In that frost-bitten world Jeff Hyde uncovered his head for a moment. “Gaspe Toujours is a papist,” he said, “but he read me some of that book the day you left, and one thing we went to sleep on: it was that about ‘Lightenin’ the darkness, and defendin’ us from all the perils and dangers of this night.’” Here Gaspe Toujours made the sign of the cross. Jeff Hyde continued half apologetically for his comrade: “That comes natural to Gaspe Toujours—I guess it always does to papists. But I never had any trainin’ that way, and I had to turn the thing over and over, and I fell asleep on it. And when I wake up three days after, here’s my eyes as fresh as daisies, and you back, sir, and the thing done that we come to do.”
He put the Book into Hume’s hands and at that moment Gaspe Toujours said: “See!” Far off, against the eastern horizon, appeared a group of moving figures.
That night the broken segments of the White Guard were reunited, and Clive Lepage slept by the side of Jaspar Hume.
VI
Napoleon might have marched back from Moscow with undecimated legions safely enough, if the heart of those legions had not been crushed. The White Guard, with their faces turned homeward, and the man they had sought for in their care, seemed to have acquired new strength. Through days of dreadful cold, through nights of appalling fierceness, through storm upon the plains that made for them paralysing coverlets, they marched. And if Lepage did not grow stronger, life at least was kept in him.
There was little speech among them, but once in a while Gaspe Toujours sang snatches of the songs of the voyageurs of the great rivers; and the hearts of all were strong. Between Bouche and his master there was occasional demonstration. On the twentieth day homeward, Hume said with his hand on the dog’s head “It had to be done, Bouche; even a dog could see that.”
And so it was “all right” for the White Guard. One day when the sun was warmer than usual over Fort Providence, and just sixty-five days since that cheer had gone up from apprehensive hearts for brave men going out into the Barren Grounds, Sergeant Gosse, who, every day, and of late many times a day, had swept the north-east with a field-glass, rushed into the chief-factor’s office, and with a broken voice cried: “They’ve all come! They’ve come!” Then he leaned his arm and head against the wall and sobbed.
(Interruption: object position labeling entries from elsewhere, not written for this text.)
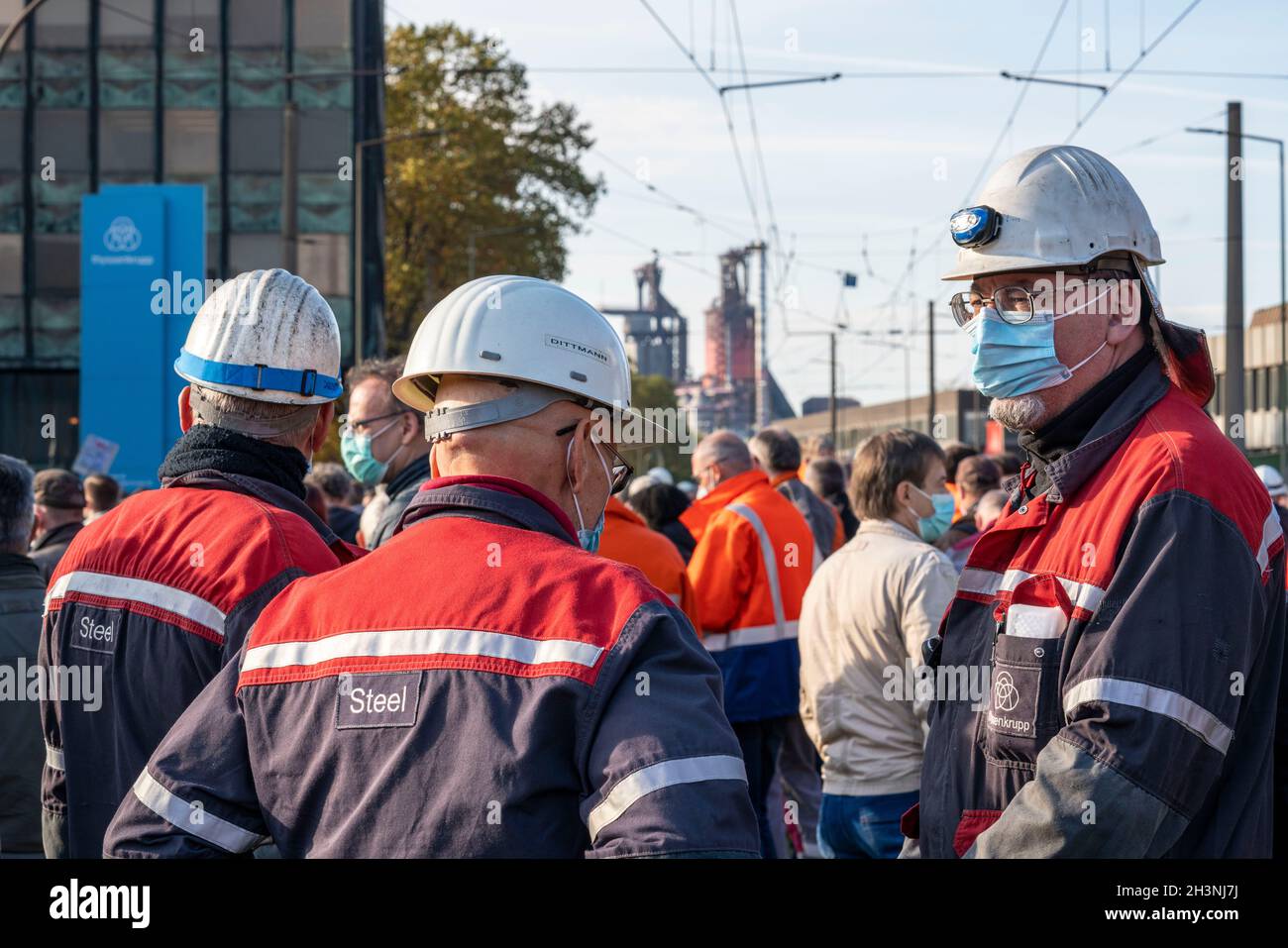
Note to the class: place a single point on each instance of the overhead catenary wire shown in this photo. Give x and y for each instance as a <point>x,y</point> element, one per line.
<point>1126,72</point>
<point>724,107</point>
<point>1016,108</point>
<point>664,256</point>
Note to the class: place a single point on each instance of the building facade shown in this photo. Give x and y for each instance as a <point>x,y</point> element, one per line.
<point>106,91</point>
<point>1263,385</point>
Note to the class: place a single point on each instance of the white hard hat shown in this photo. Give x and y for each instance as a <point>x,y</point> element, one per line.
<point>1273,479</point>
<point>1048,207</point>
<point>266,335</point>
<point>529,331</point>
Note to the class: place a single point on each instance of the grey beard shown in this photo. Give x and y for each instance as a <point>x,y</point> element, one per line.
<point>1020,414</point>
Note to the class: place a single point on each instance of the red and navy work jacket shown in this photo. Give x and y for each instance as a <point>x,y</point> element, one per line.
<point>476,686</point>
<point>150,601</point>
<point>1131,622</point>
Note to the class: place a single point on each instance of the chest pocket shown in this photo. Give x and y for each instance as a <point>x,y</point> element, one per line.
<point>1022,710</point>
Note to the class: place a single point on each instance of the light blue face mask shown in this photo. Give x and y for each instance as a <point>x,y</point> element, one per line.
<point>589,539</point>
<point>1019,360</point>
<point>359,460</point>
<point>934,526</point>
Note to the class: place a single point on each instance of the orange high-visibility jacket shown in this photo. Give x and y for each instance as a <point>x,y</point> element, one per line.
<point>837,528</point>
<point>754,559</point>
<point>629,540</point>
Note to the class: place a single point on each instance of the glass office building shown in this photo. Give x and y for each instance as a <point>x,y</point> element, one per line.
<point>104,91</point>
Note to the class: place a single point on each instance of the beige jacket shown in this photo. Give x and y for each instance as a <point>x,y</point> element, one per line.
<point>866,613</point>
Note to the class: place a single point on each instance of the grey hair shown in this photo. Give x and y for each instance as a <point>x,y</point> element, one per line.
<point>1019,414</point>
<point>252,410</point>
<point>17,504</point>
<point>331,478</point>
<point>777,450</point>
<point>726,449</point>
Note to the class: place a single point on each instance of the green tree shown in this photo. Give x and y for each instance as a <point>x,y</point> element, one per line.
<point>502,166</point>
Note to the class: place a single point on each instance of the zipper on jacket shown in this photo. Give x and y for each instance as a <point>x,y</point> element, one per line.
<point>1000,629</point>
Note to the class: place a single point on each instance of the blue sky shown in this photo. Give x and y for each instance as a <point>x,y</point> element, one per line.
<point>887,159</point>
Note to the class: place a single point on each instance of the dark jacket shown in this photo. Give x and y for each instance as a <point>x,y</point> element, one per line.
<point>158,595</point>
<point>1132,622</point>
<point>528,700</point>
<point>960,528</point>
<point>679,535</point>
<point>51,548</point>
<point>400,491</point>
<point>22,753</point>
<point>344,522</point>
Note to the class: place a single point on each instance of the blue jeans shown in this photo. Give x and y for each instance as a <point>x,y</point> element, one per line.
<point>862,827</point>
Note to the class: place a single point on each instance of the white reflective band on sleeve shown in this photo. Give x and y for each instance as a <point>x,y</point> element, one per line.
<point>193,819</point>
<point>986,582</point>
<point>1270,531</point>
<point>423,642</point>
<point>140,591</point>
<point>751,635</point>
<point>1160,700</point>
<point>771,561</point>
<point>54,759</point>
<point>668,773</point>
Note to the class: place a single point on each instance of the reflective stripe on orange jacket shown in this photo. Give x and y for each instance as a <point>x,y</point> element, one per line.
<point>629,540</point>
<point>837,527</point>
<point>754,559</point>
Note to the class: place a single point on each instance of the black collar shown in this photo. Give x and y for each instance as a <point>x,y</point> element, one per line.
<point>1107,434</point>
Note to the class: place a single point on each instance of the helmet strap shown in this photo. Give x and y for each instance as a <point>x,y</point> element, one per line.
<point>527,398</point>
<point>206,411</point>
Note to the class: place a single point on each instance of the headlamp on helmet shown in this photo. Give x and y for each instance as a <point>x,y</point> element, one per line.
<point>973,227</point>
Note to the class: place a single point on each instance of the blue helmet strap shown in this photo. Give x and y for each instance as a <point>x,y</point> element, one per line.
<point>209,414</point>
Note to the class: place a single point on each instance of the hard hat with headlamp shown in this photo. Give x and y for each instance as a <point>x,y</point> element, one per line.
<point>1051,207</point>
<point>1063,207</point>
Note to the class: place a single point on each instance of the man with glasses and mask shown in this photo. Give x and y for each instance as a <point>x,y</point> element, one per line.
<point>1127,604</point>
<point>482,685</point>
<point>382,442</point>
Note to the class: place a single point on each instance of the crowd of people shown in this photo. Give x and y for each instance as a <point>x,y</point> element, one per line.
<point>483,635</point>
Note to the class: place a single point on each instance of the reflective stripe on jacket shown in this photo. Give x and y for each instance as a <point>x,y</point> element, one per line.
<point>629,540</point>
<point>754,559</point>
<point>155,596</point>
<point>1131,622</point>
<point>477,686</point>
<point>823,520</point>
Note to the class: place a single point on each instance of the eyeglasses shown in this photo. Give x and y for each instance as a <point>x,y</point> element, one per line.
<point>1016,304</point>
<point>619,472</point>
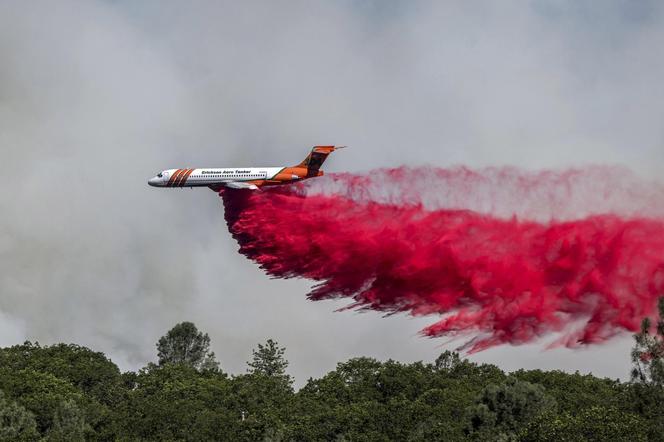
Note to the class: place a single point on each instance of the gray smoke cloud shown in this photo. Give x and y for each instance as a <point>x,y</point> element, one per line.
<point>97,96</point>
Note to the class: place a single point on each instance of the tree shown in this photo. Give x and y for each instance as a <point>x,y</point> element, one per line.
<point>16,423</point>
<point>596,423</point>
<point>68,423</point>
<point>502,410</point>
<point>648,351</point>
<point>184,344</point>
<point>269,360</point>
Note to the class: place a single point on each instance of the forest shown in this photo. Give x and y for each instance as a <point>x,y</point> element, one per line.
<point>67,392</point>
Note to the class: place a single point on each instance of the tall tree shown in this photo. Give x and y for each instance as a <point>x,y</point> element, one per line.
<point>16,423</point>
<point>502,410</point>
<point>184,344</point>
<point>648,351</point>
<point>269,360</point>
<point>68,424</point>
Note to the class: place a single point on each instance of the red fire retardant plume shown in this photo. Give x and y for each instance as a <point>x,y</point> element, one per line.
<point>496,280</point>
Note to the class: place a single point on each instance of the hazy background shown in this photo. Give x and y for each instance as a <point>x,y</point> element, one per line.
<point>97,96</point>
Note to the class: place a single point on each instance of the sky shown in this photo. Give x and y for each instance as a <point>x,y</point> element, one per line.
<point>97,96</point>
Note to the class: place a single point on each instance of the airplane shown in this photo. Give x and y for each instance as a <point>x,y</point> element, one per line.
<point>251,178</point>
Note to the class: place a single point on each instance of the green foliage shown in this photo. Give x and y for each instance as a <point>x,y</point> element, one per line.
<point>503,409</point>
<point>70,393</point>
<point>16,423</point>
<point>596,423</point>
<point>184,344</point>
<point>176,402</point>
<point>68,424</point>
<point>268,360</point>
<point>574,392</point>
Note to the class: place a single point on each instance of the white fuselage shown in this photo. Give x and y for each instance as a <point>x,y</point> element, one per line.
<point>211,176</point>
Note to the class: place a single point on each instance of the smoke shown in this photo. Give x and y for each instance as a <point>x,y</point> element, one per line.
<point>500,280</point>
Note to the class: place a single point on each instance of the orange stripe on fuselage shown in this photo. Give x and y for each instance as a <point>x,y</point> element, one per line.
<point>184,177</point>
<point>173,177</point>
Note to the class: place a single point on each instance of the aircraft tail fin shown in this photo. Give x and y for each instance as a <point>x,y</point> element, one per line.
<point>316,158</point>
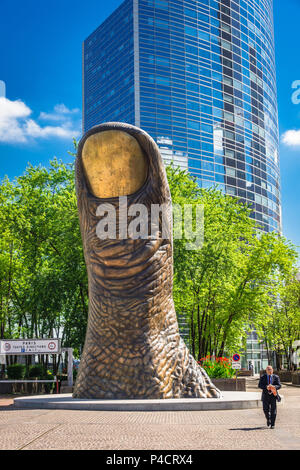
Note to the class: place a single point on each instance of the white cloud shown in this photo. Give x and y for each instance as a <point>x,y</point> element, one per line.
<point>291,138</point>
<point>16,125</point>
<point>60,113</point>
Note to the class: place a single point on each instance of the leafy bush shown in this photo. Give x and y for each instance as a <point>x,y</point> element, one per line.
<point>16,371</point>
<point>36,370</point>
<point>217,368</point>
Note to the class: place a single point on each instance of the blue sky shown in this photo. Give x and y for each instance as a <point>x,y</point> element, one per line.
<point>41,66</point>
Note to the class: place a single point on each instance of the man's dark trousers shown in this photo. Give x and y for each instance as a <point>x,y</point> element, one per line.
<point>269,400</point>
<point>270,409</point>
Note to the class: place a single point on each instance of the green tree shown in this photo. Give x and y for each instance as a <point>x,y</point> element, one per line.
<point>222,288</point>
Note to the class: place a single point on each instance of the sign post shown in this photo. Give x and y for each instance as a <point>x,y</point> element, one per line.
<point>236,364</point>
<point>20,347</point>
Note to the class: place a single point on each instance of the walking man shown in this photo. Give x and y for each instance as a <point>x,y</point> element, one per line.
<point>269,383</point>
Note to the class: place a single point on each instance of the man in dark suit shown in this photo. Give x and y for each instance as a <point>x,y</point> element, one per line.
<point>270,384</point>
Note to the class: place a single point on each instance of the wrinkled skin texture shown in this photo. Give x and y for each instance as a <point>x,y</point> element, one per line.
<point>133,348</point>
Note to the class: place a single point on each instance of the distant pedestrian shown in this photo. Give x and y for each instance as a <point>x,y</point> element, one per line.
<point>270,384</point>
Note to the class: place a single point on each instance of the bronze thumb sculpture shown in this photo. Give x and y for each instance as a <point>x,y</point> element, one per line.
<point>132,348</point>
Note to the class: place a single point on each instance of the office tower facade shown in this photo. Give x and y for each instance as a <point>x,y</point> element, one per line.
<point>199,77</point>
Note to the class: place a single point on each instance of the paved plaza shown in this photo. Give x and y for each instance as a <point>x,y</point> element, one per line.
<point>168,430</point>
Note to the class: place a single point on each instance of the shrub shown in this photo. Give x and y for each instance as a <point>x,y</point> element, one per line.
<point>217,368</point>
<point>16,371</point>
<point>36,371</point>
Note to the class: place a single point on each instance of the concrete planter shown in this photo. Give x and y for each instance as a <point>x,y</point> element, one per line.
<point>285,375</point>
<point>5,389</point>
<point>296,378</point>
<point>229,385</point>
<point>29,388</point>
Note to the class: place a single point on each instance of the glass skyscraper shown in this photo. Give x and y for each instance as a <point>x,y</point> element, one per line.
<point>199,77</point>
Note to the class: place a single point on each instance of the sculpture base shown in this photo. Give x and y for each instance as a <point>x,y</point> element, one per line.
<point>229,401</point>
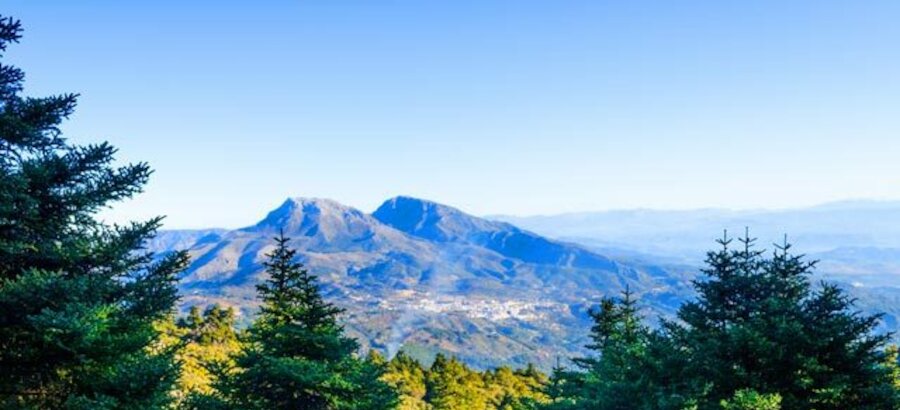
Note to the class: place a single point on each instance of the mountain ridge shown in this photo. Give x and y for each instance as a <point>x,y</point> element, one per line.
<point>428,277</point>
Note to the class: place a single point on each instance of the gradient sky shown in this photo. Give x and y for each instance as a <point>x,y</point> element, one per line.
<point>512,107</point>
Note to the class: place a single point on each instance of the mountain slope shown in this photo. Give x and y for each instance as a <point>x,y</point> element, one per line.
<point>429,278</point>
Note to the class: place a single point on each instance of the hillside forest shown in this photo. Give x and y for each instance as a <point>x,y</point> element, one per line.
<point>88,317</point>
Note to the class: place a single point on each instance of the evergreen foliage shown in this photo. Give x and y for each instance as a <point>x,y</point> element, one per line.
<point>450,384</point>
<point>78,298</point>
<point>758,336</point>
<point>208,340</point>
<point>297,356</point>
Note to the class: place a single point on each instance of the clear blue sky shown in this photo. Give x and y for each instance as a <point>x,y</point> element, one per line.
<point>510,107</point>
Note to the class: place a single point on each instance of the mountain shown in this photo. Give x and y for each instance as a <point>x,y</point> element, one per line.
<point>857,243</point>
<point>429,278</point>
<point>686,234</point>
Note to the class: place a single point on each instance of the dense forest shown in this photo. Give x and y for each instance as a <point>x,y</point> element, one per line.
<point>88,318</point>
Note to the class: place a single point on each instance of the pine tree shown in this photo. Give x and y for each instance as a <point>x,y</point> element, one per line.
<point>298,357</point>
<point>758,325</point>
<point>208,340</point>
<point>406,376</point>
<point>620,375</point>
<point>78,298</point>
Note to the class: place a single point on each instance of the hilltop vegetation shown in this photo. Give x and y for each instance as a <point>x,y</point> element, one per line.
<point>88,316</point>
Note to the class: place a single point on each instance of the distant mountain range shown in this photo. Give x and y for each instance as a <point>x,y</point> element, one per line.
<point>429,278</point>
<point>857,243</point>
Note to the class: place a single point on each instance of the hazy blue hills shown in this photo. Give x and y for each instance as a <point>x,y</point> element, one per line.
<point>857,243</point>
<point>429,277</point>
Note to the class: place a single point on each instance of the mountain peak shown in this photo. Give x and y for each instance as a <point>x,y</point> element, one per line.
<point>306,216</point>
<point>428,219</point>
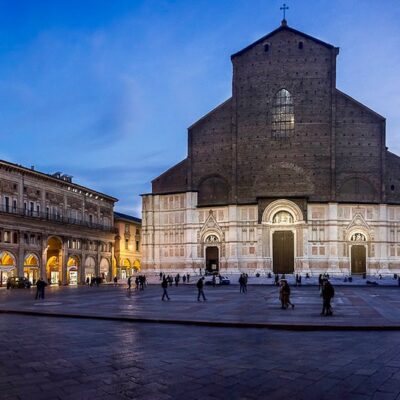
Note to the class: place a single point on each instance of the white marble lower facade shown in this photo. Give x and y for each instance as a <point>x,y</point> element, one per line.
<point>339,239</point>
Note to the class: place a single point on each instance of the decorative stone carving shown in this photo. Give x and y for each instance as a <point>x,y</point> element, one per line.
<point>54,198</point>
<point>358,237</point>
<point>8,187</point>
<point>212,239</point>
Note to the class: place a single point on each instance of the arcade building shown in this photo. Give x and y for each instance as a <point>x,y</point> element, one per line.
<point>288,175</point>
<point>53,228</point>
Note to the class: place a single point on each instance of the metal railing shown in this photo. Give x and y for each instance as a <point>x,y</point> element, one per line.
<point>53,217</point>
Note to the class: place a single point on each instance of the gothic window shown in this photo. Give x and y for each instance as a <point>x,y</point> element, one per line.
<point>282,115</point>
<point>358,237</point>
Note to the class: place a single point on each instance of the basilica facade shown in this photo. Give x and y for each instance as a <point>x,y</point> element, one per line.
<point>289,175</point>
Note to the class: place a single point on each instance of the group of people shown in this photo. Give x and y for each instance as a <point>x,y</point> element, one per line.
<point>327,291</point>
<point>140,282</point>
<point>170,280</point>
<point>199,286</point>
<point>94,280</point>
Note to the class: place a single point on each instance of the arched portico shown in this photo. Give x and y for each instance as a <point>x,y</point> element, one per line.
<point>8,266</point>
<point>90,268</point>
<point>32,267</point>
<point>54,260</point>
<point>105,269</point>
<point>283,224</point>
<point>73,267</point>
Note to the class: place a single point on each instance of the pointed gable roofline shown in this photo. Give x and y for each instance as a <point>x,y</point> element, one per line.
<point>283,27</point>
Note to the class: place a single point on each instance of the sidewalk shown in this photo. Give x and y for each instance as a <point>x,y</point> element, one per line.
<point>354,307</point>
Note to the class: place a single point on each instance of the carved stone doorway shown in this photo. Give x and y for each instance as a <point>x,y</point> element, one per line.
<point>358,259</point>
<point>283,252</point>
<point>212,259</point>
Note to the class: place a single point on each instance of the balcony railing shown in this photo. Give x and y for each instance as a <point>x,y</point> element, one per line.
<point>49,216</point>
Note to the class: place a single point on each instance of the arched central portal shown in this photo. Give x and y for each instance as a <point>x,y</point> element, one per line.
<point>283,252</point>
<point>212,259</point>
<point>358,259</point>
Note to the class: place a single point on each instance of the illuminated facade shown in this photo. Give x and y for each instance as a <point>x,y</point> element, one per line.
<point>288,175</point>
<point>127,245</point>
<point>53,228</point>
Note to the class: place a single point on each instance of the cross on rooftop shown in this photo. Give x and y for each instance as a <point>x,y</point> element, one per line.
<point>284,8</point>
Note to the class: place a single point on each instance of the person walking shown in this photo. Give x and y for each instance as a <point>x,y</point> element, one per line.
<point>40,285</point>
<point>327,294</point>
<point>241,284</point>
<point>200,286</point>
<point>245,279</point>
<point>164,285</point>
<point>38,288</point>
<point>286,295</point>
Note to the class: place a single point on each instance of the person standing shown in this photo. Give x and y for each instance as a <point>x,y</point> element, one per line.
<point>241,284</point>
<point>327,294</point>
<point>164,285</point>
<point>40,285</point>
<point>286,295</point>
<point>38,288</point>
<point>200,291</point>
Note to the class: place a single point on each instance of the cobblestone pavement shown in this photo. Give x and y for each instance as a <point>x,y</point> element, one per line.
<point>353,306</point>
<point>62,358</point>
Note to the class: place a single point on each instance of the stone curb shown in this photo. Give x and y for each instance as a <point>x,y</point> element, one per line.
<point>216,324</point>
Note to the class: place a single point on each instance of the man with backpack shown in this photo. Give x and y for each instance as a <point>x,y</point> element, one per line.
<point>164,285</point>
<point>200,286</point>
<point>327,294</point>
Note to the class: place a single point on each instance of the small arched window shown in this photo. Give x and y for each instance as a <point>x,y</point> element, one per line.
<point>282,115</point>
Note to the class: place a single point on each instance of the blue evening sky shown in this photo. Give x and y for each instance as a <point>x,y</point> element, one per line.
<point>104,90</point>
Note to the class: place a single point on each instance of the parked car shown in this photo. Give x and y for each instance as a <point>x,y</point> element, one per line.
<point>18,283</point>
<point>219,280</point>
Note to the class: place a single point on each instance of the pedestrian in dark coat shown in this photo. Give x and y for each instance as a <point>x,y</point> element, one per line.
<point>327,294</point>
<point>200,286</point>
<point>241,284</point>
<point>40,285</point>
<point>286,295</point>
<point>164,285</point>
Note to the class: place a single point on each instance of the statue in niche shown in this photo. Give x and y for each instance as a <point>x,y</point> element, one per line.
<point>212,239</point>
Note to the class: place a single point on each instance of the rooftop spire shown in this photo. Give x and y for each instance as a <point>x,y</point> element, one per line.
<point>284,8</point>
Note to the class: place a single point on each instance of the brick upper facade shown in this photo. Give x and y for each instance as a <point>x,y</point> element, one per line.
<point>336,151</point>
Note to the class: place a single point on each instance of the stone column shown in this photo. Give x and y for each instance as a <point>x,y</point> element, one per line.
<point>43,272</point>
<point>332,238</point>
<point>64,261</point>
<point>21,258</point>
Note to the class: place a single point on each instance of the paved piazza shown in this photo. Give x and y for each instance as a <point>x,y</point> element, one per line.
<point>44,357</point>
<point>353,305</point>
<point>62,358</point>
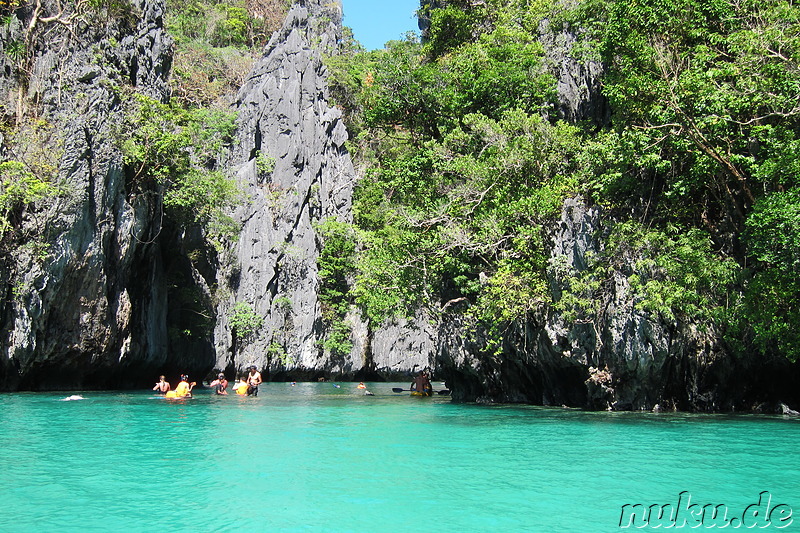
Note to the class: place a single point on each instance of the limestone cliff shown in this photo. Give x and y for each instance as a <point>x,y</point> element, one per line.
<point>294,168</point>
<point>85,302</point>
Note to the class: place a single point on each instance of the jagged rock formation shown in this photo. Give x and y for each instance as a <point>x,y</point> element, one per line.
<point>89,307</point>
<point>627,359</point>
<point>296,172</point>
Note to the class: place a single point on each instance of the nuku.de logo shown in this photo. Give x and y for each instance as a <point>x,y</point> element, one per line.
<point>693,515</point>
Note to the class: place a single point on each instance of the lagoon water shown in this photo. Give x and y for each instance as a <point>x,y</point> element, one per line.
<point>314,457</point>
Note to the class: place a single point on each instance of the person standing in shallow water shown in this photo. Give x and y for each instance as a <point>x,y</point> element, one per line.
<point>162,386</point>
<point>220,384</point>
<point>253,381</point>
<point>184,388</point>
<point>422,384</point>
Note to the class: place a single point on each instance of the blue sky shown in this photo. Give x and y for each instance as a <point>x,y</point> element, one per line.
<point>376,21</point>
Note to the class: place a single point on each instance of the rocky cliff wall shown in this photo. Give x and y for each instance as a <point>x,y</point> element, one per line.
<point>625,359</point>
<point>296,172</point>
<point>86,306</point>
And the old factor rose from his chair tremblingly, and said his thank-god, and went hurriedly into the square. He did not go steadily, however, the joyous news had shaken him, sturdy old pioneer as he was. A fringe of white had grown about his temples in the last two months. The people of the fort had said they had never seen him so irascible, yet so gentle; so uneasy, yet so reserved; so stern about the mouth, yet so kind about the eyes as he had been since Hume had gone on this desperate errand.
Already the handful of people at the fort had gathered. Indians left the store, and joined the rest; the factor and Sergeant Gosse set out to meet the little army of relief. To the factor’s “In the name of the Hudson’s Bay Company, Mr. Hume,” when they met there came “By the help of God, sir,” and he pointed to the sled whereon Lepage lay. A feeble hand was clasped in the burly hand of the factor, and then they all fell into line again, Cloud-in-the-Sky running ahead of the dogs. Snow had fallen on them, and as they entered the stockade, men and dogs were white from head to foot.